Another direction I will give you. When you come home from church, do not forget the service in which you have been engaging. Converse about it, if you have an opportunity. Get out your Bible, and find the text; and then talk over any part of the sermon which you can remember. This is the way to refresh your memory, and to lay up a store of spiritual knowledge.
When Holy Communion is administered, do not fail to receive it. Be thankful when your Communion Sundays come around, and rejoice in the opportunity of feeding on the body and blood of Christ.
Some old persons “take the Sacrament,” as they call it, as a mere matter of form. They come to the Lord’s Table because there is something respectable in doing so, or because their minister expects to see them there. But if they only come for this reason, it is to them but a poor, cold, dry, unmeaning service, and, instead of pleasing God, they only offend Him.
But I trust that you, my dear friend, are not one of these formal communicants. I trust that you come to this blessed ordinance under a deep feeling of your own sinfulness and unworthiness, and desire to draw near to Christ with humble and living faith. You come, not because you are worthy to come, but because you feel your need for strength and grace. You come to Jesus to be pardoned and healed, and to receive fresh life from Him.
I have said that David and Simeon and Eli and Anna loved God’s house. But you have reason to love it even more than they did, for they lived only in Jewish days. The light was but very dim then. But now it shines brightly and clearly upon us. Christ is come, and He is plainly set before us as “the way, the truth, and the life” (John 14:6).

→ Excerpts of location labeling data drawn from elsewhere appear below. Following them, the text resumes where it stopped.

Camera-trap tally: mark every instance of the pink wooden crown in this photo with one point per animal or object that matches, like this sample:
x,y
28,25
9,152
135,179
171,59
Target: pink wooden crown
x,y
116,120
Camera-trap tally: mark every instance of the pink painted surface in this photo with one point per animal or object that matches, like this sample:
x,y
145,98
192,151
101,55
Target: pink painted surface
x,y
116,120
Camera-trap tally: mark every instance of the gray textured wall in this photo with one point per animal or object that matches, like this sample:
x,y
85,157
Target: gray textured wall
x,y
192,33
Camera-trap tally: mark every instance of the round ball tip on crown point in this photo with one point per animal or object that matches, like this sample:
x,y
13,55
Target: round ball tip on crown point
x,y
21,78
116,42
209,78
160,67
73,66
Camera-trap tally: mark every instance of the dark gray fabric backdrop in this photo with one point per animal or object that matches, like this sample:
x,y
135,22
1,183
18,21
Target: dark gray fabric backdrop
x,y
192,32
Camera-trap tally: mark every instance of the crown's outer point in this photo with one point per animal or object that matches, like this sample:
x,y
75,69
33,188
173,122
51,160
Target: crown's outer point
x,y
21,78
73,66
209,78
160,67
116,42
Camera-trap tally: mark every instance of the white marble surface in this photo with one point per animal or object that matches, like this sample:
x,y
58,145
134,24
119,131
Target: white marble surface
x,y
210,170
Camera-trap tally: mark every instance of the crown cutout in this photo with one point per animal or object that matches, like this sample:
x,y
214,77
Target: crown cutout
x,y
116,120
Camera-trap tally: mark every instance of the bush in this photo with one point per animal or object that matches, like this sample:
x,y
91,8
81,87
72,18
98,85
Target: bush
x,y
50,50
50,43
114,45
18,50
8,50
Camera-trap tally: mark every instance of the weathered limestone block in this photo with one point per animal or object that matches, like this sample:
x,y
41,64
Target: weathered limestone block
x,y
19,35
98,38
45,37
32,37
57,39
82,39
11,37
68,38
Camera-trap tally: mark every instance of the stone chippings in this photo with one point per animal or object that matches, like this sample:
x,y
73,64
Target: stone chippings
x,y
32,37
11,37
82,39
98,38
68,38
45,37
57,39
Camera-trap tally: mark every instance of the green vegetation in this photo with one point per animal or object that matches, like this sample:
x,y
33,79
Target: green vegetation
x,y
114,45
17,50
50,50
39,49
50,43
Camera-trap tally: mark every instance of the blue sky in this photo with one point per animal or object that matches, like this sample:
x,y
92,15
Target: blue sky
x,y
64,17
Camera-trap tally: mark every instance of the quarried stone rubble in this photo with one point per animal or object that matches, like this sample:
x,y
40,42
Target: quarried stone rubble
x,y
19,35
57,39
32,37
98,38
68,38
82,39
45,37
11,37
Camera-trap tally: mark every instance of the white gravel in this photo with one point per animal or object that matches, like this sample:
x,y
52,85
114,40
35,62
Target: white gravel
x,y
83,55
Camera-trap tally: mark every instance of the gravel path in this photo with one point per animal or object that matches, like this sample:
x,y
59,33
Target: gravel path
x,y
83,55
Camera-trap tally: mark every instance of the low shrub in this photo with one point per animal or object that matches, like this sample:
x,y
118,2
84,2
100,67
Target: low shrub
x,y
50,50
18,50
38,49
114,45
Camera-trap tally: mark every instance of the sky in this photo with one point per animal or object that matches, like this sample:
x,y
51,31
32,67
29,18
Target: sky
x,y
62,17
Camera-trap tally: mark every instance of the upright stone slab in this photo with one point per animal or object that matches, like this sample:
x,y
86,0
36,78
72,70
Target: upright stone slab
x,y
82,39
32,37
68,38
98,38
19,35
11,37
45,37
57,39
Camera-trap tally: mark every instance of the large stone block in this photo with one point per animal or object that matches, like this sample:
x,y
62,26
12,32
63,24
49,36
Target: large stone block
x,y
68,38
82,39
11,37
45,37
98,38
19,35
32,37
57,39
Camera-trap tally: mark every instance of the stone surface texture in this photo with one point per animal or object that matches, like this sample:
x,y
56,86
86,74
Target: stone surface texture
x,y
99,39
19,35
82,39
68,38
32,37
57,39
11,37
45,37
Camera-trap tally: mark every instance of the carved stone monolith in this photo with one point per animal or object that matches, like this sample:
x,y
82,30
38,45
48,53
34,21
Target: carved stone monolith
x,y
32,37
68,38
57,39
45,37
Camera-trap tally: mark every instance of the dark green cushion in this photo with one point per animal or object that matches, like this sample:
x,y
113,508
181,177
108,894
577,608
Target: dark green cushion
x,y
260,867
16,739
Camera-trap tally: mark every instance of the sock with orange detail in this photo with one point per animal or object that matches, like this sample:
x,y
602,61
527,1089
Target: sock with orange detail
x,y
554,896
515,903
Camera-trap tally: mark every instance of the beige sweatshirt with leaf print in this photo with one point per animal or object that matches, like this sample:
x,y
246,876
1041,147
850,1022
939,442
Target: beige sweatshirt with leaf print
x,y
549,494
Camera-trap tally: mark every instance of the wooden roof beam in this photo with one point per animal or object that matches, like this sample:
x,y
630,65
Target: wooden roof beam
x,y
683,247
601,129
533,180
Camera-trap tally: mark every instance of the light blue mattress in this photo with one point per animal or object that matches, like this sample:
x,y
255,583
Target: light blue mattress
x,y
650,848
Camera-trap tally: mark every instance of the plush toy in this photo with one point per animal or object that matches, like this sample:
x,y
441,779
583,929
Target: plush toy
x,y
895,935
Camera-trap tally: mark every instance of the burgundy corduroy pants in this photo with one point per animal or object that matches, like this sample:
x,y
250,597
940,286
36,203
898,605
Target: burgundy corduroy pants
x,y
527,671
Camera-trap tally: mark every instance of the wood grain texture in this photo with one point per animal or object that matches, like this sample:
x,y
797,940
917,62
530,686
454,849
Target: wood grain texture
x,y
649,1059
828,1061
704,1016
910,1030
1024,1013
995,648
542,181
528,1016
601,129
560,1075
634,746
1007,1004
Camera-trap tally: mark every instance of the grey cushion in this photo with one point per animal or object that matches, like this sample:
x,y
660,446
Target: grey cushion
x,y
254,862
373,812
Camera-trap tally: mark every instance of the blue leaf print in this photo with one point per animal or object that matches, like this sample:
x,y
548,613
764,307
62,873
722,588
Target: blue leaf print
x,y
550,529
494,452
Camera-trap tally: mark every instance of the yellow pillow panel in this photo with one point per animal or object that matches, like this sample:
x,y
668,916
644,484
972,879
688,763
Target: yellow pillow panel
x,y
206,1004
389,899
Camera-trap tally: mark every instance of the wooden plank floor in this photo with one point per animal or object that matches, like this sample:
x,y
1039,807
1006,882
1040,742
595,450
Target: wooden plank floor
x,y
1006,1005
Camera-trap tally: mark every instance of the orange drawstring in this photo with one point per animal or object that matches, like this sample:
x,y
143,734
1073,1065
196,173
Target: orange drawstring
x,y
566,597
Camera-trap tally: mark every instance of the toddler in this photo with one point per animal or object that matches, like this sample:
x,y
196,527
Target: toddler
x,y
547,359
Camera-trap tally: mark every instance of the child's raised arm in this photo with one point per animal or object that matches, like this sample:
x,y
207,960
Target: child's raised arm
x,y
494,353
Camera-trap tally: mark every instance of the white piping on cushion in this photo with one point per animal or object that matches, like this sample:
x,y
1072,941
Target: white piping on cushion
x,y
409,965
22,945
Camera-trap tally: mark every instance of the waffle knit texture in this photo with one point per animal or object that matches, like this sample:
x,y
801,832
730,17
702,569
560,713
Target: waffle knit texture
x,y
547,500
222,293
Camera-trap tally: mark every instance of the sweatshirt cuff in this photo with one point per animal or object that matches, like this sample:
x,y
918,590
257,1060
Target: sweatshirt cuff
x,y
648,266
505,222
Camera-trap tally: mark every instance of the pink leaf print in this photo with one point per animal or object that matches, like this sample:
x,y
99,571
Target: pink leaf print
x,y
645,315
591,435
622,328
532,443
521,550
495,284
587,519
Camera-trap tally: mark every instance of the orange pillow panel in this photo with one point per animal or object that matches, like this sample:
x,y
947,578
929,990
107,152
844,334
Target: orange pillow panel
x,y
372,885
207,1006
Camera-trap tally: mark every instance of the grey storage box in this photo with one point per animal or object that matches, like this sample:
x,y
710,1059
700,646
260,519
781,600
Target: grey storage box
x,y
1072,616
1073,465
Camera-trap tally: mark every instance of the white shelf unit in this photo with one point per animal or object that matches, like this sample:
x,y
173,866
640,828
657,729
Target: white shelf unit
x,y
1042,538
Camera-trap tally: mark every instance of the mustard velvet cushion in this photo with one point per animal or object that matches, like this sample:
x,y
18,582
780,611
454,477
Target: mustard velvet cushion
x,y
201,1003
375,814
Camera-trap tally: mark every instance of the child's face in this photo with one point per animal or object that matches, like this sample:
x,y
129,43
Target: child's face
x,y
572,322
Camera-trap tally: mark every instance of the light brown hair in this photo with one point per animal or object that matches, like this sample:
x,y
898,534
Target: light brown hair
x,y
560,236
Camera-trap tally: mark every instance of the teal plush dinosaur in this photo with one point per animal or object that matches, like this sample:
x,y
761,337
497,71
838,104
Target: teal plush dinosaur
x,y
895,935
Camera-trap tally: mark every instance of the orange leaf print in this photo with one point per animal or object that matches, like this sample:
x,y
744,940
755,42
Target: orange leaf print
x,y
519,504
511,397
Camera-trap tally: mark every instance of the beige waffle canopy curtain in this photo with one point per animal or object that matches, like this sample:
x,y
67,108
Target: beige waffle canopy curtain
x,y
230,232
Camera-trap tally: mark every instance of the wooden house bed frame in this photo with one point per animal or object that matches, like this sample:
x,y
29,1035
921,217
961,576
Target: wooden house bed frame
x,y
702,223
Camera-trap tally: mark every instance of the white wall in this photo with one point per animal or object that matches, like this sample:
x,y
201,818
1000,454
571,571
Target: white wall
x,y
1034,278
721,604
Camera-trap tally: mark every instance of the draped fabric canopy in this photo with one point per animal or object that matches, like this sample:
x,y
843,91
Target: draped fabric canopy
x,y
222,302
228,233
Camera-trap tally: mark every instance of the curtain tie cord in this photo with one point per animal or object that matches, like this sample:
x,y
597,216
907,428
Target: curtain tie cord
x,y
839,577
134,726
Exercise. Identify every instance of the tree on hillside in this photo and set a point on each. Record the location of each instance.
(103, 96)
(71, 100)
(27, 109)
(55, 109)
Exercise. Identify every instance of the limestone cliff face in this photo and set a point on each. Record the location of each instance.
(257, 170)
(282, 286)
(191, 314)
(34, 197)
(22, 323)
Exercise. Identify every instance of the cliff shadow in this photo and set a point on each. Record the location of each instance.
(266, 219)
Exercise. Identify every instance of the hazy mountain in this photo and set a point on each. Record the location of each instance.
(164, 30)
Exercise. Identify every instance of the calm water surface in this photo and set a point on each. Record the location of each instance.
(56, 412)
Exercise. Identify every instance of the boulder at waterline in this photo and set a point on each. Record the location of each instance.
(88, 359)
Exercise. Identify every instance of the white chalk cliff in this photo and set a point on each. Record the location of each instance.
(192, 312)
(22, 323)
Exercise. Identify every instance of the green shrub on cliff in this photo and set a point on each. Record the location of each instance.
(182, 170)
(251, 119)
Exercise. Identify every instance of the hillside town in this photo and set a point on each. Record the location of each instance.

Then love the house of God. Go there as often as the bells of the sanctuary call you. And remember your Savior’s gracious promise: “Where two or three are gathered together in my name, there am I in the midst of them” (Matt. 18:20).
May your Sabbaths be more and more happy as you draw nearer to that endless Sabbath which you hope to spend above! May your love for God’s day, for God’s house, for God’s Word, and for God’s people be ever increasing, until you are called away to join the one family in heaven, and sit down with Abraham, Isaac, and Jacob in the kingdom of God!
Thine earthly Sabbaths, Lord, I love,
But there’s a nobler rest above.
Oh that I might that rest attain,
From sin, from sorrow, and from pain!